Photo: twobot / photocase.de

Seit 2004 gilt der 17. Mai als internationaler Tag gegen Homophobie. An diesem Tag setzen Schwule, Lesben, Bisexuelle und Transsexuelle ein Zeichen für Toleranz. Der 17. Mai wurde als Termin gewählt, weil genau an diesem Tag im Jahr 1990 die Weltgesundheitsorganisation (WHO), Homosexualität von der Liste der psychischen Krankheiten gestrichen hat.
Der Begriff Homophobie leitet sich vom griech. ὁμός homós: gleich und φόβος phóbos: Angst ab und kam erst in den späten 1960er Jahren in den allgemeinen Sprachgebrauch. In diesem Sinne meint Homophobie die irrationale Angst vor gleichgeschlechtlichen Lebensweisen, die sich in der Regel in Ekel und Aversion vor homo- und bisexuellen Menschen äußert.

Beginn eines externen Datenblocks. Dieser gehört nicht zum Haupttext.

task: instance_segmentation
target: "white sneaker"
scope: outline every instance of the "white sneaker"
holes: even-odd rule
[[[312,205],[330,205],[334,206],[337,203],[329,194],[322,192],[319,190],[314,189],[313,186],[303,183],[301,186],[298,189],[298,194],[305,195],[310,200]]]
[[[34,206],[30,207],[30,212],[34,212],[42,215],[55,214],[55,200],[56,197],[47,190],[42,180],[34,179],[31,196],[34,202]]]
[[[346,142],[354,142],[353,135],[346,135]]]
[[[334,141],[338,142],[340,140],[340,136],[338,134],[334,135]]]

Bei uns in Westeuropa sowie in jüdischen und christlichen Kulturen ist diese Angst, welche mit Patriarchat, Heteronormativität und Heterosexismus einhergeht, seit tausenden Jahren tief in der Gesellschaft verwurzelt. Im Christen- und Judentum berufen sich homophobe Traditionen in der Regel auf die mosaischen Gesetze. Vor diesem Hintergrund wurden homosexuelle Menschen im Mittelalter verfolgt, gefoltert und auf dem Scheiterhaufen verbrannt. Österreichs homophobe Tradition reicht bis weit in das 20. Jahrhundert hinein. Erst 1971 wurde Homosexualität unter erwachsenen Menschen legalisiert, während das Schutzalter für männliche Homosexuelle erst 2003 von 18 auf 14 Jahre gesenkt wurde.

Aus Sicht des Europarats zählen Hassverbrechen und Gewalt auch in Europa nach wie vor zu den hartnäckigsten Verstößen gegen die Menschenrechte. Dazu gehörten nicht nur körperliche und seelische Gewalt, sondern auch Zwangsheiraten, Mobbing und Zurückweisung durch die Familie. "Zur Bekämpfung dieser Verbrechen ist ein solider rechtlicher und politischer Rahmen erforderlich", forderte der Europarat anlässlich des Gedenktags 2015.

Nachdem in Indien im Jahr 2013 ein Gesetz verabschiedet wurde, das homosexuelle Handlungen als kriminell einstuft, gibt es nun weltweit 77 Länder, in denen Gesetze die sexuelle Freiheit massiv einschränken. Die meisten von ihnen befinden sich in Afrika und im Nahen Osten. In fünf Ländern (Saudi-Arabien, Iran, Jemen, Mauretanien, Sudan) und in Teilen von Nigeria und Somalia steht auf Homosexualität die Todesstrafe.

Workshops der Aidshilfe Salzburg

Darum erachtet die Aidshilfe Salzburg es als eine ihrer zentralen Aufgaben, in ihrer sexualpädagogischen Tätigkeit in Schulen, Jugendgruppen, dem Sozialbereich und der LehrerInnenfortbildung über sexuelle Orientierungen aufzuklären und Workshops und Vorträge zu sexueller Identität, homo- und bisexuellen Lebensweisen und Homophobie anzubieten, um auf diese Weise Ängste, Vorurteile und Diskriminierungen abzubauen. Allerdings wird dieses Angebot, das seit 2009 in Zusammenarbeit mit der Homosexuellen Initiative (HOSI) Salzburg entwickelt wurde, nur selten genutzt. Wir ziehen daraus den Schluss, dass nicht nur SchülerInnen, sondern auch LehrerInnen sowie Eltern Berührungsängste mit Homo- und Bisexualität haben. Umso wichtiger halten wir es, diese Vorträge, Schulungen und Workshops weiterhin anzubieten.